Geography and Climate

    Himachal is situated in the western Himalayas. Covering an area of 55,673 kilometres, Himachal Pradesh is a mountainous state with elevation ranging from about 350 metres to 7,000 metres above the sea level.
   The drainage system of Himachal is composed both of rivers and glaciers. Himalayan rivers criss-cross the entire mountain chain. In fact the rivers are older than the mountain system. Himachal Pradesh provides water to both the Indus and Ganges basins. The drainage systems of the region are the Chandra Bhaga or the Chenab, the Ravi, the Beas, the Sutlej and the Yamuna. These rivers are perennial and are fed by snow and rainfall. They are protected by an extensive cover of natural vegetation.
   There is great variation in the climatic conditions of Himachal due to extreme variation in elevation. The climate varies from hot and sub-humid tropical in the southern tracts to cold, alpine and glacial in the northern and eastern mountain ranges with more elevation. The state has areas like Dharamsala that receive very heavy rainfall, as well as those like Lahaul and Spiti that are cold and almost rainless. Broadly Himachal experience three seasons; hot weather season, cold weather season and rainy season. Summer lasts from mid April till the end of June and most parts become very hot with the average temperature ranging from 28 °C (82 °F) to 32 °C (90 °F). Winter lasts from late November till mid March. Snowfall is common in alpine tracts (generally above 2,200 metres (7,218 ft) i.e. in the Higher and Trans-Himalayan region).


   Himachal Pradesh is divided into 12 districts namely, Kangra, Hamirpur, Mandi, Bilaspur, Una, Chamba, Lahaul and Spiti, Sirmaur, Kinnaur, Kullu, Solan and Shimla. The state capital is Shimla which was formerly British India's summer capital under the name Shimla.

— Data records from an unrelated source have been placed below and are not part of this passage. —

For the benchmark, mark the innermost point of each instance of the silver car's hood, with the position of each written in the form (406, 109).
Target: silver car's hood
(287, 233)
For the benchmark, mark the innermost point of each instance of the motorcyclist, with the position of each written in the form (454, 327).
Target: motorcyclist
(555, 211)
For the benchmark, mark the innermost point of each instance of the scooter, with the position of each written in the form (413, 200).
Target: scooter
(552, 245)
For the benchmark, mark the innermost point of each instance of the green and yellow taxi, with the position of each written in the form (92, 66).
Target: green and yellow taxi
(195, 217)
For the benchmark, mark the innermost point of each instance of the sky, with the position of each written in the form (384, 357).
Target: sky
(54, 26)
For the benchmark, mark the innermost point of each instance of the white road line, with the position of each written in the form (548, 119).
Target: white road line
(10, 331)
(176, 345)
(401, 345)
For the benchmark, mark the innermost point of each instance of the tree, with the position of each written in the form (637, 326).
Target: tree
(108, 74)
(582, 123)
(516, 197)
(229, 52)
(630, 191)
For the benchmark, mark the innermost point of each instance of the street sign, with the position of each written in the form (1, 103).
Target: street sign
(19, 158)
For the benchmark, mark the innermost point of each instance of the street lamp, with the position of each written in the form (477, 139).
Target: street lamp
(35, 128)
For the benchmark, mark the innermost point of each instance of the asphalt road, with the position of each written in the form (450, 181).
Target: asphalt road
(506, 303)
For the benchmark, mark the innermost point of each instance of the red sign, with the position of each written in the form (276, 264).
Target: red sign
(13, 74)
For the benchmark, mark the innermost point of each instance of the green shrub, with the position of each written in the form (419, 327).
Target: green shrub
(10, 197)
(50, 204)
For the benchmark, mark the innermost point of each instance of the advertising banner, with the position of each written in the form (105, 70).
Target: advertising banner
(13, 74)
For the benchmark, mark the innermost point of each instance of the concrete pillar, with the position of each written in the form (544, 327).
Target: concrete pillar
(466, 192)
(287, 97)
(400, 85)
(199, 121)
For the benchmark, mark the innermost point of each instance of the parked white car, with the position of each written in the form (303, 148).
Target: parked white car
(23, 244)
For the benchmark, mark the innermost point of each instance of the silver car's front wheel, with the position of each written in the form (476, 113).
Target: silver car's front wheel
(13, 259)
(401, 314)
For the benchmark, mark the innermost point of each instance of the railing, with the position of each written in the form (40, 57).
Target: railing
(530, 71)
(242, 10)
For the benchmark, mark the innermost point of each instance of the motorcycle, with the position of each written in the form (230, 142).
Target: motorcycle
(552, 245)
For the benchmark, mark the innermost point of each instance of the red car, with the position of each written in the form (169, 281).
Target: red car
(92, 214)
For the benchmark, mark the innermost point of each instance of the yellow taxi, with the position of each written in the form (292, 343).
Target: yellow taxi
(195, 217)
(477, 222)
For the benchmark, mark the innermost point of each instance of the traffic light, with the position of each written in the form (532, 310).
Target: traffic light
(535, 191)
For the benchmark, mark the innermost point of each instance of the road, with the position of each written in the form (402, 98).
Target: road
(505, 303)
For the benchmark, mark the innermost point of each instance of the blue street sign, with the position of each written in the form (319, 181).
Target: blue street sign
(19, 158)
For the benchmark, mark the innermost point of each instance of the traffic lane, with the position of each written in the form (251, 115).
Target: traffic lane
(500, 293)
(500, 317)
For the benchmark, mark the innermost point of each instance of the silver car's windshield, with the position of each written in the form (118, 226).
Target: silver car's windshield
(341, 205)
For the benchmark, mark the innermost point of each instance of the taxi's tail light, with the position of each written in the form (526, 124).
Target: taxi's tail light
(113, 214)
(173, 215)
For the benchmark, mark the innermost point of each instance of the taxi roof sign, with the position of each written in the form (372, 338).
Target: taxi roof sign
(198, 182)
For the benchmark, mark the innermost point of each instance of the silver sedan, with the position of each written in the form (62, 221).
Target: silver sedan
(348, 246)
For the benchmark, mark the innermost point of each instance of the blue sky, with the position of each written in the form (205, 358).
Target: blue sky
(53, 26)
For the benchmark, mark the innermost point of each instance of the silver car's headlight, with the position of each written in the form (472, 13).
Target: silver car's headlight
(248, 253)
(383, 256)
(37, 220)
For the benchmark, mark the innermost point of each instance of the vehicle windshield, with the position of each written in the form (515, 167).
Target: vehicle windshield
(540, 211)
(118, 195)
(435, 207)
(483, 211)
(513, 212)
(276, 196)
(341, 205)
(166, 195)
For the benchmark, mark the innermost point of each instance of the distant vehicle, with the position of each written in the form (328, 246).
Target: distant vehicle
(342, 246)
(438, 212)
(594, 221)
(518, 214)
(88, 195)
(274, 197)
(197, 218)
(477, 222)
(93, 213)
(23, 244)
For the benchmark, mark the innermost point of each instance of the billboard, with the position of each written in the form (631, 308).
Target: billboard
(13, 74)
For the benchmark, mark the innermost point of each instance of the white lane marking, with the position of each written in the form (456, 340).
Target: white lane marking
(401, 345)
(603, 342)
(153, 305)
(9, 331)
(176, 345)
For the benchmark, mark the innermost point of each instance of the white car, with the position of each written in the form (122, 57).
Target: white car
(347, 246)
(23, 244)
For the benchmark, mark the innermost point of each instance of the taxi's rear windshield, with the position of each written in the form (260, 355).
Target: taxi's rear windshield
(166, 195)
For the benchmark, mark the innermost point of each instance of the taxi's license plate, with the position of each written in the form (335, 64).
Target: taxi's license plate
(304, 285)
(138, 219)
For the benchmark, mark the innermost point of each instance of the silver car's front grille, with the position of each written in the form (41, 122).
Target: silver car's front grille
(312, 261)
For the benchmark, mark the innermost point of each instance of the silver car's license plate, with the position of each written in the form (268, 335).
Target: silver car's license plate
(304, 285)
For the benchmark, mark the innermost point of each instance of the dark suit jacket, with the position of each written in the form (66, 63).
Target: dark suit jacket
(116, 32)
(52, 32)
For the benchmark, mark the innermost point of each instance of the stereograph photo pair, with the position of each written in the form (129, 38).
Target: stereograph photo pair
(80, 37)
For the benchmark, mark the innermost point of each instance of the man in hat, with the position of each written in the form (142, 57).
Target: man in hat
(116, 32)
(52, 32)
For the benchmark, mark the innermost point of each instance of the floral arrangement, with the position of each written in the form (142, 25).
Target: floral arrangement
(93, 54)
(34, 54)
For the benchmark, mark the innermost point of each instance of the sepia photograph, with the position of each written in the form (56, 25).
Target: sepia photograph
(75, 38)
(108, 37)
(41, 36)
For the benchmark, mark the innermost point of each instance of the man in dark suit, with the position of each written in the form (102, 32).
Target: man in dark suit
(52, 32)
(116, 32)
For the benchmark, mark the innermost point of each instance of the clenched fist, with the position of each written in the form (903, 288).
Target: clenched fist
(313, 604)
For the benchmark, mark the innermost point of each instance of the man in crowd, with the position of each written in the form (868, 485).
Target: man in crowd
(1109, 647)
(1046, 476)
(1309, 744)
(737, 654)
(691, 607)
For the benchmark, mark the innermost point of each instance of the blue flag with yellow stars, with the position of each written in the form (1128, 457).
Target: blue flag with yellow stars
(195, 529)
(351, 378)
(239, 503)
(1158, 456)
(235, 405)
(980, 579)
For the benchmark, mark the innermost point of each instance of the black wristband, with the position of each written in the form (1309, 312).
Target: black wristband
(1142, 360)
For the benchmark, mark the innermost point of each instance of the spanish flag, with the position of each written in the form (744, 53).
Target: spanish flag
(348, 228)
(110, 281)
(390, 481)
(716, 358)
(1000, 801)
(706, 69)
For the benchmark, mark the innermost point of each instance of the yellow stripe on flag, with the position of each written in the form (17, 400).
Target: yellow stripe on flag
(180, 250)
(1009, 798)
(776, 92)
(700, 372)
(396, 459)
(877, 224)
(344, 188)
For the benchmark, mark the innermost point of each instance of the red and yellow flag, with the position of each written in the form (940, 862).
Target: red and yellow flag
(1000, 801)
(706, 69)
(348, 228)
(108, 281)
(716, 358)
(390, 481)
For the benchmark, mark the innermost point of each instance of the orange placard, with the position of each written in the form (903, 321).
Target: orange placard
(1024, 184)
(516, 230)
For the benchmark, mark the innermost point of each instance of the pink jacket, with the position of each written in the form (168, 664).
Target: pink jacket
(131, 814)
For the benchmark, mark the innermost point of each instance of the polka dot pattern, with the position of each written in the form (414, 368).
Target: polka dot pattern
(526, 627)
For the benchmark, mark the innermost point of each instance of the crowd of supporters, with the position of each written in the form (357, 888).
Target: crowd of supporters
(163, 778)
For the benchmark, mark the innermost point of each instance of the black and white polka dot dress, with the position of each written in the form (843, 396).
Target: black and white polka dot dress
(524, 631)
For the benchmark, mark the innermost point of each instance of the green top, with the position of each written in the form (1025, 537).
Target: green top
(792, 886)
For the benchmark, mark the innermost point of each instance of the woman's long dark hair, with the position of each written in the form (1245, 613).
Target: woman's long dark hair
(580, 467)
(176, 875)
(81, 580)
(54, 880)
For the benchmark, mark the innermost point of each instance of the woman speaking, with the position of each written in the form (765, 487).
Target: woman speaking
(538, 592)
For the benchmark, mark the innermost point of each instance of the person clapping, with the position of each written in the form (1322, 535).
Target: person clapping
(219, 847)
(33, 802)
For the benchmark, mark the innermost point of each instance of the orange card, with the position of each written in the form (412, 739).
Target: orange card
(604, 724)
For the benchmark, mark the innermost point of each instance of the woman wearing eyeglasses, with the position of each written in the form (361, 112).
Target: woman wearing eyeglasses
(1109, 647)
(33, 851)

   A district of Himachal Pradesh is an administrative geographical unit, headed by a Deputy Commissioner or District Magistrate, an officer belonging to the Indian Administrative Service. The district magistrate or the deputy commissioner is assisted by a number of officers belonging to Himachal Administrative Service and other Himachal state services. Each district is subdivided into Sub-Divisions, governed by a sub-divisional magistrate, and again into Blocks. Blocks consists of panchayats (village councils) and town municipalities. A Superintendent of Police, an officer belonging to the Indian Police Service is entrusted with the responsibility of maintaining law and order and related issues of the district. He is assisted by the officers of the Himachal Police Service and other Himachal Police officials.